И все-таки месяц спустя она выбрала время поговорить с нами.

– Снимают меня отсюда, – и радостно, и как-то скорбно сообщила она. – И замену сразу нашли. Дядю моего арестовали. Старый большевик, он при царе тринадцать лет сидел с тысяча девятьсот пятого по семнадцатый, Революция освободила – и вот теперь пожалуйста!.. Одна радость, что отсюда ухожу.

– Вы добрая, ласковая, славная, спасибо вам! – сказала я. – Но, знаете что… не поступайте здесь на работу; как рассчитаетесь, уезжайте из Ярославля куда-нибудь в другой город.

– А мама? Одна останется?

– С ней вместе уезжайте.

– Вы думаете? – Глаза ее, в которых было что-то детское, расширились.

– Я почти уверена. У вас есть здесь еще родные?

– Мамина сестра.

– Оставьте вещи тете на сохранение и уезжайте немедленно, не откладывая даже на три дня. Поняли? Разъясните это маме.

– Боюсь, что вы правы. У нас уже был такой случай… как же я это забыла. Спасибо!

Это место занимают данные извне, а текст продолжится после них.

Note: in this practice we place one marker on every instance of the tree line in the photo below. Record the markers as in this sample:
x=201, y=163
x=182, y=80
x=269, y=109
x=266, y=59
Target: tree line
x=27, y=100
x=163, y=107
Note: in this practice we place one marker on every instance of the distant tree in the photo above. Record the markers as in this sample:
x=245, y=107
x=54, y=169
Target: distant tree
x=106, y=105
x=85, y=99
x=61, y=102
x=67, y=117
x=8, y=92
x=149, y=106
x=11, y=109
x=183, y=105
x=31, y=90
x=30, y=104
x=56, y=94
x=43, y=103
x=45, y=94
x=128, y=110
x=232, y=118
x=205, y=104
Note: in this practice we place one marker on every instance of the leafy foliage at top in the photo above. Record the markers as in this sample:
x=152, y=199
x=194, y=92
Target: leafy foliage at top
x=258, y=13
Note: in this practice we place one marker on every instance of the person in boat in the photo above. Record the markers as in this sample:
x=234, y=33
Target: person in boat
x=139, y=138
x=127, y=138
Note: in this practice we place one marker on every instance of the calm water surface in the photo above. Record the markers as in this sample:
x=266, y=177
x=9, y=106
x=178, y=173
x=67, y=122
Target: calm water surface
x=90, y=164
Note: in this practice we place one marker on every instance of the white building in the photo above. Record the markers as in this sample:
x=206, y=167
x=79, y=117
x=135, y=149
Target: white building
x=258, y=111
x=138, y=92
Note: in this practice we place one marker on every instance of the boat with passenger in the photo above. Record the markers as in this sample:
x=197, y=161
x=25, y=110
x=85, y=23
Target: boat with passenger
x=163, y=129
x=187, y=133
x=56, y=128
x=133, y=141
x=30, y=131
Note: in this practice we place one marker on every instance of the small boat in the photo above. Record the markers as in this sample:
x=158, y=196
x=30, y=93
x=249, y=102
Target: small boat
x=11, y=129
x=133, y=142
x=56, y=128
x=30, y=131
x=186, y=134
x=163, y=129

Мы пожали друг другу руки через маленькое окошечко в двери, и она ушла.

Больше мы ее не видели. Не знаю, что с ней случилось.

А нам стало еще тоскливее, и мы, как никогда, жадно смотрели на клочок неба за решеткой. Он окрасился майской синевой. По Волге уже шли пароходы, и гудки их звали с собою, и звучала музыка с проходящих судов… А чайки кричали страстно и нежно.

– Так вся молодость пройдет! – однажды заплакала вдруг Рита. Чем я могла утешить ее?

Все успокоительные слова были сказаны мною давно. И я смотрела на клочок неба за решеткой. Как же счастливы те, кто видит небо целиком.

Огромное небо, что так потрясает человека, если долго смотреть в него. И вопрошать. Слишком было много вопросов, на которые не существовало ответов. Той весной вопросы так и сыпались. Особенно меня мучил один… Я любила свою Родину – Россию, это было естественно, ведь я русская. Но я не знала, могу ли я любить и уважать свой народ.